It’s hard to pull off writing dialogue for people who have a shared history prior to the story told. The shared secrets and unspoken meanings for codewords can be difficult hurdles for both writer and reader.
In Elizabeth Bowen’s “The Little Girls“, once you go back into the stories of the past, you see the connection to the present day inside jokes. And, in amidst the mystery of why people build bonds in childhood that extend into adulthood, there is some interesting imagery. A small sampling: “In movement the birds were like shaken silk.” And later: “Everywhere was breathless, heavy syringa bushes increasing the hush. The look of evening, caused by the high walls over which rose many and close trees, was premature: the tops of the trees still netted the brightness of day.”
The book is like a time capsule, in and of itself… the time periods described are 1914 and the 1960s England.
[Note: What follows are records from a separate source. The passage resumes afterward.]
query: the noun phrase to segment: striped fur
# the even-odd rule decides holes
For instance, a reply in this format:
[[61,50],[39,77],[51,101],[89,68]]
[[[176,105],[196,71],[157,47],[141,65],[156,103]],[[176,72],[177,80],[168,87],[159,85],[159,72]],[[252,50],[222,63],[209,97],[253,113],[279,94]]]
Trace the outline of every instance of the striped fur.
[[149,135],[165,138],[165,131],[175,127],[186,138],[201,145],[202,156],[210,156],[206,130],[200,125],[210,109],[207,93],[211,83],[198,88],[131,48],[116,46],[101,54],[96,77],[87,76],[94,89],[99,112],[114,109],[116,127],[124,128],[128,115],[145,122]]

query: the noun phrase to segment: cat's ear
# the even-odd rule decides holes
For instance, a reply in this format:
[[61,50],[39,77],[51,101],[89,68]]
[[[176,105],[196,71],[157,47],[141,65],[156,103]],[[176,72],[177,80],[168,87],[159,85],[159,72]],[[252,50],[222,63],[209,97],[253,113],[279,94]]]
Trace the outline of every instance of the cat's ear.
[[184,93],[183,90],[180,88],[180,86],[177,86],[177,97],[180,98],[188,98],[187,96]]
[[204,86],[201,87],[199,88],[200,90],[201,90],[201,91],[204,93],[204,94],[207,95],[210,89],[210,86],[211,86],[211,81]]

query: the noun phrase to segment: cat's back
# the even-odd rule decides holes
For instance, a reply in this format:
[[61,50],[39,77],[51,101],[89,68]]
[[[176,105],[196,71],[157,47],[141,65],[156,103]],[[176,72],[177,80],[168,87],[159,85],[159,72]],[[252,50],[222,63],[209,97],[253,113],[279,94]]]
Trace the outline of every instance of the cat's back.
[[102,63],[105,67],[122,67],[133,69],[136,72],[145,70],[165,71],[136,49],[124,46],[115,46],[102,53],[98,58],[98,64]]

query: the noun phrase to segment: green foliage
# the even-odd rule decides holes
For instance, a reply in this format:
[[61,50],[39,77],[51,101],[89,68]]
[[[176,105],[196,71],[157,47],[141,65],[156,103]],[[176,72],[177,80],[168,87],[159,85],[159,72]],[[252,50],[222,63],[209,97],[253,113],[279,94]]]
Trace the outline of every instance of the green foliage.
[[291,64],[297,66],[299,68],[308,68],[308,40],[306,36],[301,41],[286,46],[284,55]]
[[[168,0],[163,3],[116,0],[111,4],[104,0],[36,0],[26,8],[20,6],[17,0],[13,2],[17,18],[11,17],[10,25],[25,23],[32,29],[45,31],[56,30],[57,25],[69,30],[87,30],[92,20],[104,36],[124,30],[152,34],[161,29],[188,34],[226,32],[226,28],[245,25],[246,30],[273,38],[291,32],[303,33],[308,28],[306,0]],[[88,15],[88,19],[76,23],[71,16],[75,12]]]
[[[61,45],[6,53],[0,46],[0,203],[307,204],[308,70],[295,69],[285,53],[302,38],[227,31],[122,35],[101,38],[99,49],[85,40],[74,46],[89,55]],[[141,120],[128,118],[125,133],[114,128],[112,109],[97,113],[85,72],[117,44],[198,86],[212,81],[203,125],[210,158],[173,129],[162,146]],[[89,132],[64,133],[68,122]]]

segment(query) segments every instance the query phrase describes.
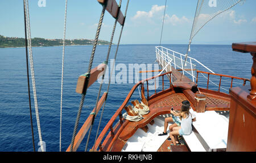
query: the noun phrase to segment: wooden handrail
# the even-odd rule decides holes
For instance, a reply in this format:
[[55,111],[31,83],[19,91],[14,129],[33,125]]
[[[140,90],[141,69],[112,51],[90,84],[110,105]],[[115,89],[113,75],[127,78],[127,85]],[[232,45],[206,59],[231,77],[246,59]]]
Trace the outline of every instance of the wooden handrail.
[[[126,97],[126,98],[125,99],[125,101],[123,101],[123,102],[122,104],[122,105],[117,110],[115,113],[114,114],[114,115],[112,116],[112,118],[109,121],[108,124],[105,126],[105,128],[103,129],[102,131],[101,132],[101,134],[99,135],[99,136],[98,137],[98,138],[97,138],[97,139],[96,140],[96,143],[95,144],[95,147],[93,147],[93,148],[95,149],[97,149],[98,148],[100,144],[101,144],[101,143],[102,139],[104,139],[105,135],[107,133],[107,132],[109,131],[110,127],[113,126],[113,124],[114,122],[115,121],[115,120],[119,116],[119,115],[122,113],[122,111],[124,108],[125,106],[126,106],[127,103],[128,103],[128,102],[129,101],[130,98],[131,97],[131,95],[133,95],[133,93],[134,92],[134,91],[136,90],[136,89],[137,88],[137,87],[139,85],[140,85],[142,83],[143,83],[145,81],[146,81],[147,82],[147,81],[149,81],[149,80],[156,78],[159,77],[163,76],[168,74],[171,74],[171,73],[172,73],[171,71],[171,72],[168,72],[166,73],[164,73],[164,74],[160,74],[160,75],[158,75],[158,76],[154,76],[154,77],[151,77],[151,78],[147,78],[147,79],[139,81],[139,82],[138,82],[137,83],[136,83],[133,87],[131,90],[130,91],[129,93],[128,94],[128,95]],[[117,138],[117,135],[115,135],[114,137]]]
[[240,77],[234,77],[234,76],[228,76],[228,75],[224,75],[224,74],[215,74],[215,73],[210,73],[210,72],[203,72],[203,71],[200,71],[200,70],[197,70],[196,71],[196,72],[197,73],[197,76],[196,76],[196,83],[197,83],[197,81],[198,81],[198,74],[199,73],[204,73],[204,74],[208,74],[208,78],[207,78],[207,89],[208,89],[208,87],[209,87],[209,76],[210,74],[211,75],[214,75],[214,76],[220,76],[220,83],[218,84],[218,91],[220,91],[220,85],[221,83],[221,79],[222,77],[228,77],[228,78],[231,78],[231,85],[230,85],[230,88],[232,88],[232,85],[233,85],[233,79],[237,79],[237,80],[243,80],[243,85],[245,85],[246,81],[250,81],[250,80],[249,79],[246,79],[246,78],[240,78]]

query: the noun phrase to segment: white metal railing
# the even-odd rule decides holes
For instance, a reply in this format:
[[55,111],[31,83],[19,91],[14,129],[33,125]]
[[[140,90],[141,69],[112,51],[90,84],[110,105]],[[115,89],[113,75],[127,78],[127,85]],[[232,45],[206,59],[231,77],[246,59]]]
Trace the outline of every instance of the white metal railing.
[[192,77],[192,80],[193,82],[195,82],[195,80],[196,79],[196,67],[197,65],[200,65],[208,71],[214,73],[212,70],[204,65],[202,63],[189,56],[187,57],[186,63],[185,66],[184,66],[185,55],[164,47],[156,47],[155,52],[156,60],[159,63],[159,65],[163,68],[163,70],[164,70],[164,68],[167,65],[167,64],[165,64],[164,66],[164,62],[171,64],[171,65],[175,69],[180,69],[182,70],[182,73],[183,74],[184,74],[184,73],[188,74]]
[[[175,69],[180,69],[182,70],[182,73],[186,75],[186,76],[193,82],[195,81],[197,77],[197,70],[199,70],[203,72],[209,72],[215,74],[212,70],[208,68],[207,66],[203,65],[202,63],[193,58],[192,57],[187,57],[186,64],[184,66],[184,62],[185,61],[185,55],[181,54],[180,53],[175,52],[174,51],[171,50],[170,49],[166,48],[162,46],[158,46],[155,47],[155,53],[156,55],[156,61],[158,62],[159,65],[163,68],[163,72],[168,71],[166,69],[168,65],[171,65],[171,66],[174,68]],[[217,77],[217,76],[216,76]],[[225,81],[222,80],[221,86],[219,86],[218,83],[215,82],[218,82],[219,79],[217,78],[216,77],[214,78],[214,76],[211,77],[211,80],[209,80],[207,81],[208,77],[204,75],[203,73],[200,73],[200,76],[197,76],[197,77],[200,78],[200,83],[201,86],[204,87],[205,84],[210,82],[213,89],[218,88],[220,91],[220,88],[221,90],[224,92],[228,93],[230,83],[229,81]],[[172,82],[172,77],[171,77],[171,80]],[[237,84],[237,86],[240,85],[239,82],[233,82],[233,83]],[[199,83],[197,83],[199,84]],[[220,87],[220,88],[219,88]]]

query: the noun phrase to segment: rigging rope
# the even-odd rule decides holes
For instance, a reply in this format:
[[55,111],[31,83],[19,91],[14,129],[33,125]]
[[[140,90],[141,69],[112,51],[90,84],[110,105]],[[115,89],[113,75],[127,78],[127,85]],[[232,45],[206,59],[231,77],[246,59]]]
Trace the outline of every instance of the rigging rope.
[[[104,17],[104,14],[105,14],[105,10],[106,10],[106,5],[104,5],[102,10],[101,11],[101,17],[100,19],[99,23],[98,24],[98,28],[97,30],[96,36],[95,37],[95,40],[94,40],[94,42],[93,44],[93,49],[92,51],[92,55],[90,56],[90,62],[89,64],[88,70],[87,72],[87,77],[86,77],[87,80],[88,80],[89,78],[90,77],[90,70],[92,69],[92,64],[93,62],[93,58],[94,58],[94,54],[95,54],[95,50],[96,49],[97,44],[98,43],[98,36],[100,35],[100,32],[101,30],[101,25],[102,24],[103,18]],[[74,130],[73,131],[73,136],[72,136],[72,141],[71,141],[71,148],[70,148],[71,152],[72,152],[72,151],[73,151],[73,146],[74,145],[75,137],[76,137],[76,132],[77,131],[77,127],[78,127],[78,124],[79,123],[79,120],[80,119],[81,112],[82,111],[82,105],[84,105],[84,99],[85,99],[85,95],[86,93],[86,90],[87,90],[87,85],[85,86],[85,92],[82,94],[80,104],[79,105],[79,109],[77,112],[77,115],[76,117],[76,123],[75,124]]]
[[[122,0],[120,0],[119,2],[119,10],[120,10],[121,4],[122,4]],[[118,12],[118,14],[119,14],[119,12]],[[107,56],[106,56],[106,60],[105,60],[105,63],[106,63],[106,64],[108,64],[108,61],[109,61],[109,55],[110,53],[110,50],[111,50],[111,47],[112,45],[113,39],[114,38],[114,33],[115,33],[115,27],[117,26],[117,23],[118,19],[118,15],[117,15],[117,18],[115,19],[115,23],[114,24],[114,27],[113,28],[112,34],[111,35],[110,41],[110,43],[109,43],[109,49],[108,49],[108,55],[107,55]],[[95,108],[96,109],[97,109],[97,107],[98,106],[98,100],[100,99],[100,94],[101,94],[101,88],[102,88],[102,86],[103,81],[104,80],[105,73],[106,73],[106,71],[104,71],[104,74],[102,75],[102,78],[101,78],[101,84],[100,84],[100,86],[99,90],[98,90],[98,95],[97,97],[97,100],[96,100],[96,106],[95,106]],[[95,115],[94,115],[93,116],[95,117]],[[90,139],[90,133],[92,132],[92,127],[93,127],[93,126],[94,121],[94,118],[93,119],[93,120],[92,122],[92,124],[90,126],[90,131],[89,131],[88,136],[87,137],[87,141],[86,141],[86,144],[85,145],[85,152],[87,151],[87,147],[88,146],[89,139]]]
[[[125,9],[125,15],[124,15],[124,18],[125,18],[125,20],[124,21],[125,22],[126,18],[127,11],[128,10],[128,6],[129,6],[129,1],[130,1],[129,0],[127,0],[127,1],[126,8]],[[110,85],[111,78],[112,78],[112,77],[113,69],[114,69],[114,64],[115,62],[115,58],[117,58],[117,52],[118,51],[119,45],[120,44],[121,38],[121,36],[122,36],[122,34],[123,32],[123,30],[124,26],[125,26],[125,22],[123,23],[123,25],[122,26],[122,28],[121,28],[121,31],[120,31],[120,35],[119,36],[119,39],[118,39],[118,42],[117,43],[117,49],[115,50],[115,56],[114,57],[114,64],[113,64],[112,68],[111,69],[110,77],[109,78],[109,84],[108,84],[108,89],[107,89],[107,91],[106,91],[108,93],[109,90],[109,86],[110,86]],[[102,119],[103,112],[104,112],[105,106],[106,105],[106,99],[105,99],[105,101],[104,102],[104,105],[103,106],[102,111],[101,111],[101,117],[100,118],[100,122],[99,122],[99,123],[98,123],[98,129],[97,130],[96,135],[95,136],[95,140],[94,140],[94,144],[93,145],[93,151],[94,151],[94,149],[94,149],[95,144],[96,143],[97,137],[98,136],[98,131],[100,130],[100,127],[101,120]]]
[[36,112],[36,122],[38,126],[38,135],[39,136],[40,140],[40,145],[41,147],[41,151],[44,152],[44,149],[43,145],[43,140],[42,139],[41,135],[41,128],[40,125],[40,120],[39,120],[39,115],[38,112],[38,100],[36,98],[36,89],[35,86],[35,74],[34,71],[34,64],[33,64],[33,56],[32,54],[32,45],[31,45],[31,31],[30,31],[30,14],[29,14],[29,9],[28,9],[28,0],[26,1],[25,3],[25,15],[26,15],[26,30],[28,31],[27,32],[27,37],[28,37],[28,49],[29,49],[29,56],[30,56],[30,70],[31,74],[31,79],[32,79],[32,88],[33,88],[33,93],[34,93],[34,98],[35,102],[35,109]]
[[31,132],[32,132],[32,141],[33,144],[33,149],[34,152],[35,152],[35,140],[34,136],[34,129],[33,129],[33,121],[32,119],[32,109],[31,109],[31,99],[30,96],[30,77],[28,72],[28,57],[27,54],[27,21],[26,19],[26,2],[23,0],[23,9],[24,9],[24,30],[25,30],[25,44],[26,44],[26,61],[27,65],[27,86],[28,86],[28,102],[30,106],[30,124],[31,126]]
[[63,95],[63,72],[64,72],[64,57],[65,53],[65,39],[66,37],[66,22],[67,22],[67,9],[68,0],[66,0],[65,5],[65,18],[63,36],[63,49],[62,51],[62,67],[61,67],[61,88],[60,93],[60,152],[61,151],[61,125],[62,125],[62,97]]
[[[232,8],[240,2],[245,0],[198,0],[194,21],[191,30],[188,49],[185,55],[184,65],[186,64],[188,53],[190,52],[190,45],[195,36],[209,22],[219,14]],[[218,2],[218,3],[217,3]],[[184,66],[183,66],[184,67]]]
[[161,37],[160,37],[160,43],[159,43],[159,47],[161,46],[161,42],[162,42],[162,36],[163,35],[163,25],[164,22],[164,17],[166,16],[166,2],[167,0],[166,0],[166,4],[164,5],[164,16],[163,18],[163,24],[162,24],[162,30],[161,30]]

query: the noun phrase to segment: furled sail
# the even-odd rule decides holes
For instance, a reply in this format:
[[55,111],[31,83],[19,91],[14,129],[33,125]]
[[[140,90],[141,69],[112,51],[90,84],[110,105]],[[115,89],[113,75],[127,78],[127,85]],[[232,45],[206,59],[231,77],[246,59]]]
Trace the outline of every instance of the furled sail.
[[[190,52],[190,44],[193,38],[208,22],[238,3],[243,3],[244,1],[245,0],[198,0],[186,56]],[[186,60],[187,57],[185,64]]]

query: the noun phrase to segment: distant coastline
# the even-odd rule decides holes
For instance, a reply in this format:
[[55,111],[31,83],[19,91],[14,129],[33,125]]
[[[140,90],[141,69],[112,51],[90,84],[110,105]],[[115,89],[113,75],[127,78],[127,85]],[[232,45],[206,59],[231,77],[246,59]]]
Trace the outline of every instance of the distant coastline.
[[[62,39],[46,39],[35,37],[31,39],[32,47],[53,47],[62,46],[63,45]],[[89,39],[66,39],[65,45],[92,45],[94,40]],[[108,45],[109,42],[99,40],[98,45]],[[24,47],[25,39],[17,37],[6,37],[0,35],[0,48],[22,48]]]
Oddly enough, the 1914 “memories” seem less dated than the slang of the 1960s. I haven’t finished the book, but I suspect I’ll have more patience than other readers might. YMMV.



Syringa is lilac, I think, right?
Greg – Yes, Syringa is a lilac. I always mistake the word with spiria, which is another shrublike flowering plant.
Haven’t read any Bowen. Seems slightly like the female ensemble books I keep reading, like Lee Smith’s The Last Girls, but darker. After Alvarez’s In the Time of the Butterflies, I figured I’d take a break from them. Good, but super, super intense. And doesn’t end happily.
The datedness of the ’60s as opposed to the ’10s reminds me when I was reading Agatha Christie’s Murder of Roger Ackroyd versus Sara Paretsky’s Indemnity Only, for teaching, Paretsky in 1979 seemed more dated. It had references to the mob, Al Pacino or Elliott Gould, she didn’t have a computer and all the women’s studies stuff.